A critical thing to take into account in restructuring or creating an empowered organisation is that of purpose. What exactly are we trying to accomplish at organisation, team and individual level? How do these purposes fit together and interact? In bureaucratic organisations, there is frequently clarity of role but little sense of team or company purpose. In empowered companies, people can readily assume someone else’s role and are guided in doing so by their understanding of the larger picture.
The right shape for empowerment must of course take into account the needs of customers. A traditional organisational chart usually appears as a pyramid, with executives at the top and customers at the bottom. Empowered and customer responsive organisation have attempted to dispense with this structure, forming instead organisation based on the needs of customers. The feel of an empowered workplace is noticeably different from that of a traditional organisation. The feeling of being excited in one’s work is very real. There is an open exchange of ideas and a good dose of constructive conflict.
A critical trap to avoid in any empowerment initiative is confusing restructuring and empowerment. Restructuring alone will not empower an organisation. It will only help make empowerment possible by removing some of the barriers to it. To create an empowered organisation, it is also necessary to change attitudes and behaviours, and to provide people with the skills they need to function in the new structure. Structures can only be effective if people working in them have the skills. In a fluid, flat, empowered structure, individuals will be called upon to use skills such as influencing, problem solving, and teamworking.

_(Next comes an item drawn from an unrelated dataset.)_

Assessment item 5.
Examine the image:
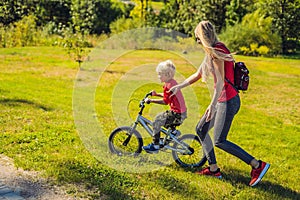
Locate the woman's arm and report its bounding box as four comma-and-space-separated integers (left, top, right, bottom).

In conclusion, while there has developed a variety of forms of empowerment that share a common basis in being managerially driven and hence within an agenda that allows for largely task-based empowerment, there is a need to recognise that empowerment has different forms and should be analysed in the context of broader organisational practice. The importance of these initiatives depends on how they are translated within the real terrain of the workplace. Empowerment may not in practice dilute overall management control: rather it can reconstitute the nature of such control. This does not mean that empowerment does not benefit employees. Nor while these benefits may be limited should they be dismissed as irrelevant. A pragmatic approach needs to be taken. Some remediation of problems in managing employment relation is certainly better than none. There should be a move to examining the conditions under which empowerment is most effective and how workers commitment can be increased.